Winnie the Pooh, has been a part of many glorious childhoods, beloved amongst children and adults worldwide over the years, his stories of adventure with his friends Eeyore, Piglet, Tigger, Kanga, and Christopher Robin rouse nostalgic memories of escapism and wonderment. Whilst we are all familiar with the wonderful world of Hundred Acre Wood, who amongst us are familiar with the man behind the story, AA Milne and what inspired him to create one of the most loved characters of all time?
On the 29th of September, we are in for a delightful journey when Goodbye Christopher Robin hits our cinema screens, The story of the middle class British writer and poet, Milne, played by Domnhall Gleeson, and his relationship with his son Christopher Robin, the very boy who inspired the world of Pooh and where Christopher Robin was born and how the success affected the family including Milne’s wife Daphne, played by Margot Robbie and Christopher’s adored nanny Olive (Kelly Macdonald).
We were invited to explore the wonderful world of Hundred Acre Woods, or also known as Ashdown Forest in Sussex to see where the whole Pooh phenomenon begun accompanied by author Ann Thwaite, the biographer behind the story the film is based on, who also acted as a consultant on the film.

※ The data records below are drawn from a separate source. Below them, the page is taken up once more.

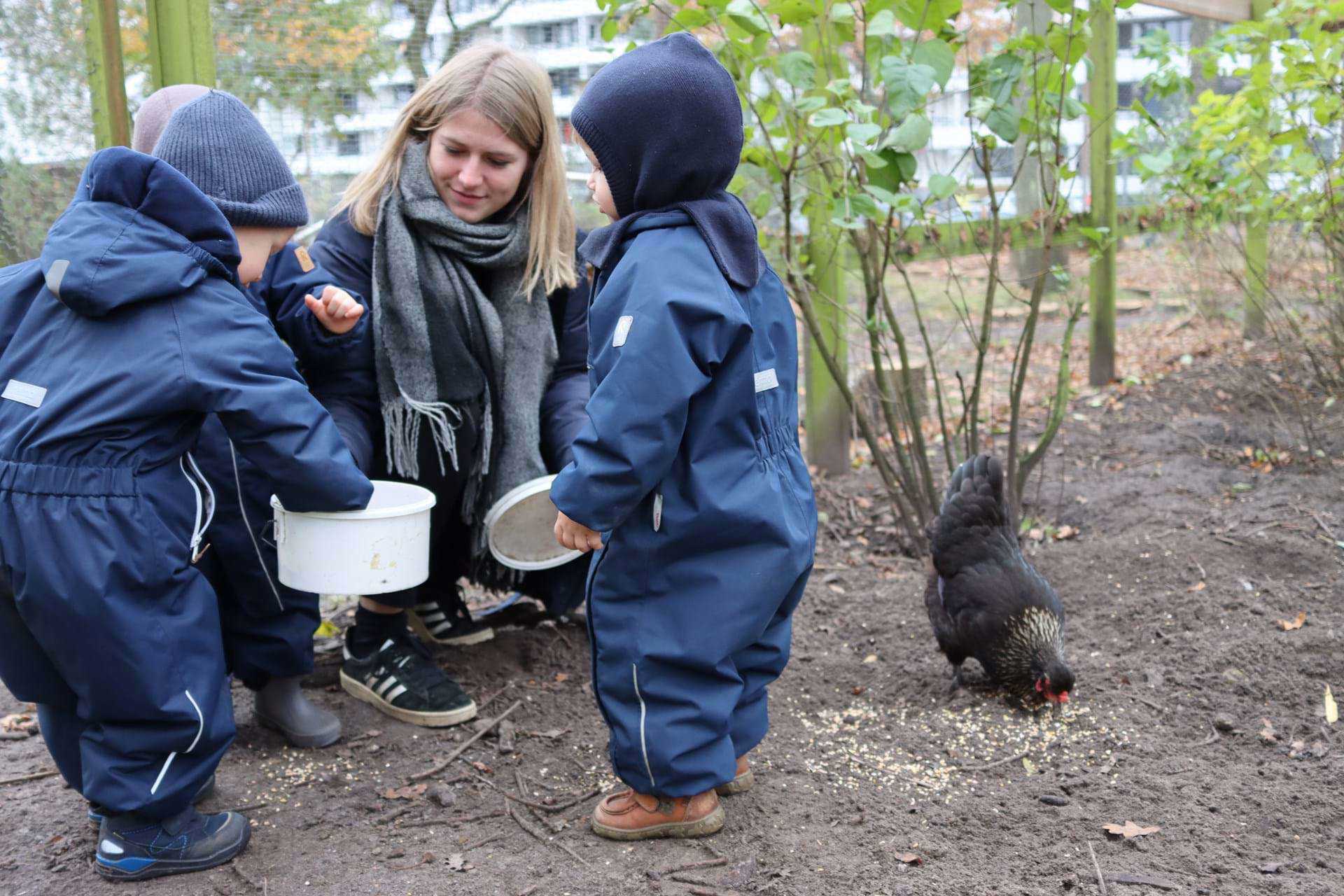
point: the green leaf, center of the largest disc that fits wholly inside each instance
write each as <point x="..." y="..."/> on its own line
<point x="942" y="186"/>
<point x="862" y="132"/>
<point x="901" y="168"/>
<point x="689" y="19"/>
<point x="940" y="57"/>
<point x="828" y="118"/>
<point x="882" y="195"/>
<point x="799" y="69"/>
<point x="913" y="133"/>
<point x="793" y="13"/>
<point x="746" y="14"/>
<point x="1006" y="122"/>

Although Milne and his family lived in the heart of Ashdown Forest, unfortunately, his house is out of bounds to the general public, so our first point of call was Galleon’s Point or otherwise known as Gill’s Lap, in which we experienced story time with Ann reading an extract from the 1st Winnie the Pooh book. Milne and the young Christopher Robin would spend days wandering the forest, where Milne would watch his son play inspiring ideas for his book. Galleon’s Point, exactly how it is described in the book is a circular nook of tall pine trees.
“They walked on, thinking of This and That, and by-and-by they came to an enchanted place on the very top of the Forest called Galleon’s Lap, which is sixty-something trees in a circle; and Christopher Robin knew that it was enchanted because nobody had ever been able to count whether it was sixty-three or sixty-four, not even when he tied a piece of string round each tree after he had counted it.”

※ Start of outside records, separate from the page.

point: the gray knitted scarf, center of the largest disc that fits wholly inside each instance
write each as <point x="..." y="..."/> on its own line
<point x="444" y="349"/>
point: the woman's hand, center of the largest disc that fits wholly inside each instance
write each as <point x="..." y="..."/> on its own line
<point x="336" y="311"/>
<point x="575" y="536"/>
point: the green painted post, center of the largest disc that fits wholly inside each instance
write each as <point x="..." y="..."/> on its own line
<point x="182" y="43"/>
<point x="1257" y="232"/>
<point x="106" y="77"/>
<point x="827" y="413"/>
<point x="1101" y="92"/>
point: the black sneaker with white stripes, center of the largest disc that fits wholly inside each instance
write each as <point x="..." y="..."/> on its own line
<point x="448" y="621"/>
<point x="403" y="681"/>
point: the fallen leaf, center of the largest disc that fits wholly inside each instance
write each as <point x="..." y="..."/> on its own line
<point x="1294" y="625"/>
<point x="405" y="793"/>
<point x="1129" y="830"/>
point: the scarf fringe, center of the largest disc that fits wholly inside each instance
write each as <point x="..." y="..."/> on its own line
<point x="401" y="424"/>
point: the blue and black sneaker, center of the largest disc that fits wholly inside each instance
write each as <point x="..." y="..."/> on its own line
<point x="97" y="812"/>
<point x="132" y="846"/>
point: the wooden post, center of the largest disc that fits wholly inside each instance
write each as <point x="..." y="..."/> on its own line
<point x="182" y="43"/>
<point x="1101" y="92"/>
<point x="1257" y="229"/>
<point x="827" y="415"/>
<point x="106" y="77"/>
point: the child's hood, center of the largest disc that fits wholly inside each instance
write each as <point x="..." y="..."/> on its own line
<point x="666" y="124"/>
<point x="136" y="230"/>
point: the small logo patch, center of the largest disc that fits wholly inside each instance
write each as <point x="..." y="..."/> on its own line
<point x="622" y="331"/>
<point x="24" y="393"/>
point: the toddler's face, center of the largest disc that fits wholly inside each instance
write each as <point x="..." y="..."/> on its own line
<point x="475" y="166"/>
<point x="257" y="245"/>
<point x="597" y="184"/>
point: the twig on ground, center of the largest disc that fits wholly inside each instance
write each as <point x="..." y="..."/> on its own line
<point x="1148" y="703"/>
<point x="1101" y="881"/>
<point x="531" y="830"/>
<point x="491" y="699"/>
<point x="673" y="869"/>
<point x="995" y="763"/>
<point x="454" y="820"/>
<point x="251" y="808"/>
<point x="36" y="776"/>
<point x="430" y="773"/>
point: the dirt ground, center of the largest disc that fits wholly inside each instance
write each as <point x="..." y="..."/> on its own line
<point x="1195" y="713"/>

Further down, amongst the beautiful idyllic views, AA Milne and the Winnie the Pooh Illustrator E. H. Shepherd have been commemorated. A memorial plaque lays in a large piece of stone in recognition for “capturing the magic of Ashdown Forest and bringing it to the world” This area features a couple of times in the film depicting happy yet harrowing memories as both men struggle to cope with the stress they experienced during the first world war.

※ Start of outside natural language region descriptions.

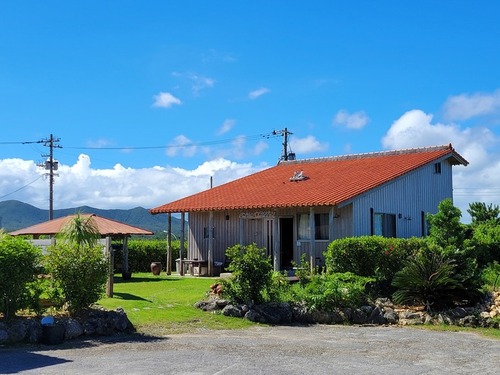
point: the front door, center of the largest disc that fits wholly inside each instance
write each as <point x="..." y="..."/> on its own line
<point x="286" y="242"/>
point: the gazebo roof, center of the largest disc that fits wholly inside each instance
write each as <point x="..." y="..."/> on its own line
<point x="106" y="227"/>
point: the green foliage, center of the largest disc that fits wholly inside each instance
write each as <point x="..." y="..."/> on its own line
<point x="327" y="291"/>
<point x="445" y="227"/>
<point x="490" y="277"/>
<point x="79" y="272"/>
<point x="251" y="279"/>
<point x="429" y="279"/>
<point x="78" y="265"/>
<point x="371" y="256"/>
<point x="19" y="265"/>
<point x="303" y="270"/>
<point x="484" y="245"/>
<point x="480" y="213"/>
<point x="81" y="231"/>
<point x="141" y="252"/>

Although the forest only houses the minimum of sign posts on what is an ideal place to bring young families and adults alike to enjoy the forests and the views for miles, there are ode’s to Pooh and his friends scattered through the forest on the trek down to Pooh Bridge. It appeared that Eeyore had now ventured into the property market with a number of Eeyore houses poking out of the trees. Mostly reconstructed by visitors to the woods, someone had even gone as far as to make a front door and attach it high up in a tree.
It’s safe to say, most visit the forest to get a chance to visit Pooh Bridge and play Pooh sticks, a game in which you drop a stick into the stream that runs under the bridge to see whose stick comes out first on the other side. The game is obviously featured within the book and also featured in the film in another Father/Son bonding scene with Milne and Christopher Robin.
Yes, we did play a game of Pooh sticks, but ours sunk to the bottom of the stream never to be seen again.
There is something quite magical about Ashdown Forest and its Winnie The Pooh trail and the fact that A.A. Milne himself, as well as Christopher Robin, had walked those very same footsteps. It’s a place that lets children be children and adults lose themselves to its enchanting, mystical nooks and stunning views.
Goodbye Christopher Robin hits cinemas on September 29th.